A date for Bill Cosby's sexual assault trial has been tentatively set for early June 2017. But Cosby's lawyers expressed concern that "racial bias" has already condemned their client in the court of public opinion.
Cosby's lawyers said in a public statement: "Mr. Cosby is no stranger to discrimination and racial hatred. ... The time has come to shine a spotlight on the trampling of Mr. Cosby's civil rights."
Cosby's lawyers specifically called out attorney Gloria Allred.
"Although it is too late for these three new accusers to take any legal action against Mr. Cosby because of the statute of limitations, these three courageous women want Mr. Cosby to be held accountable ... I'm proud to represent them," Allred said at a press conference in 2015.
Even though Allred isn't representing the one woman who is pursuing him in court for the allegations, Cosby's lawyers say her "campaign against Mr. Cosby builds on ... prejudice."
The same day Cosby's court date was set in Philadelphia, Allred and one of Cosby's accusers spoke at a news conference in California to advocate for state legislation that would remove the statute of limitations for various felony sex crimes.
The Philadelphia case involves Andrea Constand.

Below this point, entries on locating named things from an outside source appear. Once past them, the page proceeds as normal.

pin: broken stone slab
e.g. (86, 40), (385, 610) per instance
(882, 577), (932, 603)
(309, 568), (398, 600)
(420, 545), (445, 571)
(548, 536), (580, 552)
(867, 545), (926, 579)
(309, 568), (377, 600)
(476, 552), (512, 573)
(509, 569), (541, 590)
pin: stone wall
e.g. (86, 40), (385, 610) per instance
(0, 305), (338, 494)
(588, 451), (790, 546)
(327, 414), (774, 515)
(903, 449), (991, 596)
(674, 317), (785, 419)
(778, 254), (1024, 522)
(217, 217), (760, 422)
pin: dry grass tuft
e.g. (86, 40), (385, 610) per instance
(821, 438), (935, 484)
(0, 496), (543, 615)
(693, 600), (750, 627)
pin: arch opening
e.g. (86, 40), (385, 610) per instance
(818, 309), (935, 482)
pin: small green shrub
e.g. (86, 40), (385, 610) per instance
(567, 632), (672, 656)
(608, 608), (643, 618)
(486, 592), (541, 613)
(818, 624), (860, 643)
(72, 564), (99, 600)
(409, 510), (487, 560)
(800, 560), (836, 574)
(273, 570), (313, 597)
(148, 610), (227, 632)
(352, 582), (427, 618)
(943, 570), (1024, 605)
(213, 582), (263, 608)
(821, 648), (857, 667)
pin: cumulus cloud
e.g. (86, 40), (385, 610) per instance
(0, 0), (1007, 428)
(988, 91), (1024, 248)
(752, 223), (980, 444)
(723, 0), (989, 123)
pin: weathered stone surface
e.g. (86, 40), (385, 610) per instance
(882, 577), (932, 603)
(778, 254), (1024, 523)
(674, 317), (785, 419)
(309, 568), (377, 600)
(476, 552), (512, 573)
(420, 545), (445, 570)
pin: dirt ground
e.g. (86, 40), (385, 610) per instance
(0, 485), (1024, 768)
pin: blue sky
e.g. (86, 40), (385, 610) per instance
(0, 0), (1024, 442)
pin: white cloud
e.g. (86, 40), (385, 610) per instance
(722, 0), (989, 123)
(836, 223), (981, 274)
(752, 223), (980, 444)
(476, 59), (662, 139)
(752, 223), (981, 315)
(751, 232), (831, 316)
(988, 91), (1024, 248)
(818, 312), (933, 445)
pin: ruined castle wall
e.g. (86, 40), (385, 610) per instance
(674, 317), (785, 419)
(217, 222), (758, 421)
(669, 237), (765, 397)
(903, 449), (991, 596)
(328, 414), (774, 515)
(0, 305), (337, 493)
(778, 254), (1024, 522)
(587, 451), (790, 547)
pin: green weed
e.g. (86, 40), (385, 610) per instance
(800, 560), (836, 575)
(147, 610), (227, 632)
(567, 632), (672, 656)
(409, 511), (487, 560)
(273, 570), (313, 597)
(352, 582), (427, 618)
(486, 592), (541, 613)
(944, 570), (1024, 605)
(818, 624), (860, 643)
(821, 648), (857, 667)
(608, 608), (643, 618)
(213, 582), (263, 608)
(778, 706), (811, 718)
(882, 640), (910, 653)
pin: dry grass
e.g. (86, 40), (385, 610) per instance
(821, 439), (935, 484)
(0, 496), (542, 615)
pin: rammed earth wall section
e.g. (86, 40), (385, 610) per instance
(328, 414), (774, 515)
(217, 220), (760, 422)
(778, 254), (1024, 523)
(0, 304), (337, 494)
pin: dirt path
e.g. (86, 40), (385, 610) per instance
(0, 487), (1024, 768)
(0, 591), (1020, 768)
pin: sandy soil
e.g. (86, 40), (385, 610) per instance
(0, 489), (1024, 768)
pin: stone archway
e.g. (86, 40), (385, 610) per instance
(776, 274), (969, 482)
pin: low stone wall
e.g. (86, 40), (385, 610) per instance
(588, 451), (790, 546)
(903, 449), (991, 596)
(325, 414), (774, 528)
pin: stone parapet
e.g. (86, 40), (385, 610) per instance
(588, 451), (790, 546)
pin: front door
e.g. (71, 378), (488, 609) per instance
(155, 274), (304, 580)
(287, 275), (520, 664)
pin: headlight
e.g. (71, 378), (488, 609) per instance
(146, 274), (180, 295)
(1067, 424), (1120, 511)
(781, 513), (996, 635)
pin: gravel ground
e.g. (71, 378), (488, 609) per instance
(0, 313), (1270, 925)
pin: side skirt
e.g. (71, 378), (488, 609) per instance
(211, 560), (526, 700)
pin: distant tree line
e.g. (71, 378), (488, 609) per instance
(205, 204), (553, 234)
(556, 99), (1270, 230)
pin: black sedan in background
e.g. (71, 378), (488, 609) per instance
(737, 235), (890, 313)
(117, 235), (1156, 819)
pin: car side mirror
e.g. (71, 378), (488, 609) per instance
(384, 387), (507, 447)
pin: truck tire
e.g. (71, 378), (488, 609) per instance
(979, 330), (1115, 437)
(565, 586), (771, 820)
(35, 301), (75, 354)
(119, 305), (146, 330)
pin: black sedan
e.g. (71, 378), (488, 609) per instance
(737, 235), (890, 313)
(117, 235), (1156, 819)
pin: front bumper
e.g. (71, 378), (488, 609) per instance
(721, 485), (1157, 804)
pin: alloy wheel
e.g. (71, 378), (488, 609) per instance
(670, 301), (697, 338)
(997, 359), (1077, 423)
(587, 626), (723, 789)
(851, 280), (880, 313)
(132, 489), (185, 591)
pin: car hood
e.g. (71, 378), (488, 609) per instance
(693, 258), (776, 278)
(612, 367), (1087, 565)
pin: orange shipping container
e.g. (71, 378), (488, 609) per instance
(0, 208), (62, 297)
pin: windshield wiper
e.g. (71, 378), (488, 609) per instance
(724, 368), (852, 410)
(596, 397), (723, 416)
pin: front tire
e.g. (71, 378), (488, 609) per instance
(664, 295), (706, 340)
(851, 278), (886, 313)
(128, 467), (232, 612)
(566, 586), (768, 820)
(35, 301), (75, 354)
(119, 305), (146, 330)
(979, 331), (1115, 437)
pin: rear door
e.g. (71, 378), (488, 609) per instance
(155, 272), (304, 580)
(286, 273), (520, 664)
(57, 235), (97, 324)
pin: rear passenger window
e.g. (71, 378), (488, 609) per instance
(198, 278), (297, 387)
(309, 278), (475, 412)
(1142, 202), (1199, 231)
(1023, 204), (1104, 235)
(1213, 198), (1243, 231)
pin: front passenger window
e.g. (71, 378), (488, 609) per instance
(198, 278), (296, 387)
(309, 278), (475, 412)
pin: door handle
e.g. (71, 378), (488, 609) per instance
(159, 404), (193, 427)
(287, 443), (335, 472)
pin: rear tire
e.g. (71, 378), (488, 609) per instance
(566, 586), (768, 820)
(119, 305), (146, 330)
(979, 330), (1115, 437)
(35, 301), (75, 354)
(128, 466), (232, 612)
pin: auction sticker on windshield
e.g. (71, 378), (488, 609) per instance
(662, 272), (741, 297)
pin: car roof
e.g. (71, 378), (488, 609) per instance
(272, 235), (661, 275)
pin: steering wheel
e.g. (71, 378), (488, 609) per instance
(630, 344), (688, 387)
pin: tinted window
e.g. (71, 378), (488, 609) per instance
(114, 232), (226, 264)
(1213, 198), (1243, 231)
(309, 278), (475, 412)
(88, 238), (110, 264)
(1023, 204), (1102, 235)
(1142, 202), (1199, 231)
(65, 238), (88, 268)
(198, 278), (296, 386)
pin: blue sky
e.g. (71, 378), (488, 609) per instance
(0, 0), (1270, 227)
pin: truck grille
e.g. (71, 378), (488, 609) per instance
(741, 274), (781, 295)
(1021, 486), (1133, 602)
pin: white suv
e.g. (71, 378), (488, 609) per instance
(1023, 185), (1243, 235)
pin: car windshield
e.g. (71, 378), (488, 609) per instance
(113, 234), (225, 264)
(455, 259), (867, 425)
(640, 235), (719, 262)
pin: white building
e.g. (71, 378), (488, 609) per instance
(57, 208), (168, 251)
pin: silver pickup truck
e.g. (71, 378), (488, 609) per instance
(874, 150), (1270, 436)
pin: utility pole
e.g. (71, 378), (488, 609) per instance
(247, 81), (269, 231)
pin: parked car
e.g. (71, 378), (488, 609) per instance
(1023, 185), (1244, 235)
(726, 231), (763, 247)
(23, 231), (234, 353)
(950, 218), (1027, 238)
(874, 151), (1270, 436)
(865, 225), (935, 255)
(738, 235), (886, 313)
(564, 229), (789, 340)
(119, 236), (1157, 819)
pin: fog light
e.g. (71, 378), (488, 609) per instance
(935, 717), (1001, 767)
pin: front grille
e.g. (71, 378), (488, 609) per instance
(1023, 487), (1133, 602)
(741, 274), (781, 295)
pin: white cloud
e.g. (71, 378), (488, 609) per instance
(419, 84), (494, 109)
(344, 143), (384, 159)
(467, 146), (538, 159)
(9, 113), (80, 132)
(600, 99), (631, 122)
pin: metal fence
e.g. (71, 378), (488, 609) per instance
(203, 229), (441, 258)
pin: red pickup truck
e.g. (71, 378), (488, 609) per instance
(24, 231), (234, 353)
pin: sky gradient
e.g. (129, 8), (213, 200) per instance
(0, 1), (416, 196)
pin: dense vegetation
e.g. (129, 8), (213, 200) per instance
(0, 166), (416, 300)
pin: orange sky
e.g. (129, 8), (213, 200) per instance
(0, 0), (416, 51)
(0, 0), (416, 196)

She alleges Cosby drugged and sexually assaulted her in 2004 after developing a friendship with her while she worked for the women's basketball team at his alma mater, Temple University.
Cosby hasn't contested they engaged in sexual activity, but argues it was consensual. The prosecution has filed a motion to use testimony from 13 other women accusing Cosby of assault as evidence, but it's still not known if they'll be allowed to testify.